Physical Fitness Requirement
Most trainers expect that jockeys are in excellent physical shape and below a certain weight. As a result, jockeys have to carefully monitor their nutrition in order to maintain that weight. Though horseback riding itself is strenuous exercise, many jockeys engage in additional cardiovascular training and weight exercises in order to increase their balance, core strength, flexibility and stamina.
Horse racing is a dangerous occupation, even with safety equipment precautions such as helmets and support vests. For this reason, many tracks are starting to require safety reins - reins reinforced with a wire or nylon strap attached to a horse's bit - to reduce chances of catastrophic injuries should a rein break.
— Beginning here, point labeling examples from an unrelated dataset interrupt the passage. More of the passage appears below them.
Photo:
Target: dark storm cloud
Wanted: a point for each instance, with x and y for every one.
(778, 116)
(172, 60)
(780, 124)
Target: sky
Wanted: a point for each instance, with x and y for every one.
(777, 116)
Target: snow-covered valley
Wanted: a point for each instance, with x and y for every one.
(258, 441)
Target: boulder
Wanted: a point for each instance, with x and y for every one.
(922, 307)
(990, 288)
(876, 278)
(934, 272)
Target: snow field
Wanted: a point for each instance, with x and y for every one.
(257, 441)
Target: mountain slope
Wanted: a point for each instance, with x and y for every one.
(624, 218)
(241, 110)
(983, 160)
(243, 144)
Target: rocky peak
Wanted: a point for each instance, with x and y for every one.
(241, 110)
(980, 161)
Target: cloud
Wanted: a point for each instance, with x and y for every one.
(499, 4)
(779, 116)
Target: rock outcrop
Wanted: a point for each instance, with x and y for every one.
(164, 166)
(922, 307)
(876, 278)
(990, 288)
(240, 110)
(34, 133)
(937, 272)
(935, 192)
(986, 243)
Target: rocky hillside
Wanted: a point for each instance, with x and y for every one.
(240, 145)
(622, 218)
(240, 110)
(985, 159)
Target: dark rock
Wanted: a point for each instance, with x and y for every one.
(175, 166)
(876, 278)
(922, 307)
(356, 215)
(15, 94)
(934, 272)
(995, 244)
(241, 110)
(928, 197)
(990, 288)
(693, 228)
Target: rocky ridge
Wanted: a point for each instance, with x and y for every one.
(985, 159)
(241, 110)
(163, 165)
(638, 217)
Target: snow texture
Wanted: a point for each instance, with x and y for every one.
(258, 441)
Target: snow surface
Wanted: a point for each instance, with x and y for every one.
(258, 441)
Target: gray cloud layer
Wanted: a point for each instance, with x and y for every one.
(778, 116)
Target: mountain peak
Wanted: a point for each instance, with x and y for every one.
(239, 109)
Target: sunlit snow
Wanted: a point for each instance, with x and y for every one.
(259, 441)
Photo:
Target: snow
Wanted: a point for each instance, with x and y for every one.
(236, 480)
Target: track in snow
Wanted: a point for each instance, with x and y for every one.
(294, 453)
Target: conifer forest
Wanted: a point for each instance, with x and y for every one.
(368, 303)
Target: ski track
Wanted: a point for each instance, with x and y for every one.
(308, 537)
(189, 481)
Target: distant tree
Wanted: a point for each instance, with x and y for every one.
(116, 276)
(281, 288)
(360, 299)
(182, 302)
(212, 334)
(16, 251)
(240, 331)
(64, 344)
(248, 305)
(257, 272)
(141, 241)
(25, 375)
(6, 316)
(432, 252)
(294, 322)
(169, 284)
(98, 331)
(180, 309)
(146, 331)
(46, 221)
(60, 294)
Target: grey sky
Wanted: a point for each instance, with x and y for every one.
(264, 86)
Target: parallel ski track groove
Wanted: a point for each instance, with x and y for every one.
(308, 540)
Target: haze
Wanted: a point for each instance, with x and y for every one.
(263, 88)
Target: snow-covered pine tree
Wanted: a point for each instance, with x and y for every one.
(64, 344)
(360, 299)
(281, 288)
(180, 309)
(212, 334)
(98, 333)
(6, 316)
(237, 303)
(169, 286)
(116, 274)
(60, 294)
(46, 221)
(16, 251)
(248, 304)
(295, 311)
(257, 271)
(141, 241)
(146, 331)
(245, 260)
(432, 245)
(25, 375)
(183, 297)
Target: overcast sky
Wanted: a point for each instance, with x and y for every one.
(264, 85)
A jockey can become seriously or fatally injured if he or she loses control of a horse on the track or in the starting gate. Jockeys must therefore have years of previous experience around horses and understand how to control a horse. Apprentice jockeys must understand how to safely depart from the starting gate, navigate turns in the race and move among other horses. Many state licensing offices require potential apprentices to acquire a written affidavit from a registered horse trainer that certifies their skill and training in horse riding.
The U.S. Bureau of Labor Statistics (BLS) reported that athletes and sports competitors, including jockeys, were predicted to see an employment increase of 7% from 2012-2022, which was faster than average. These professionals took in an average salary of $71,850 per year in May 2013, according to the BLS. However, there was a very large variance in wages. The bottom-paid ten percent of athletes and sports competitors made $18,630 or less per year, while the top-paid ten percent of professionals earned more than $187,199 annually.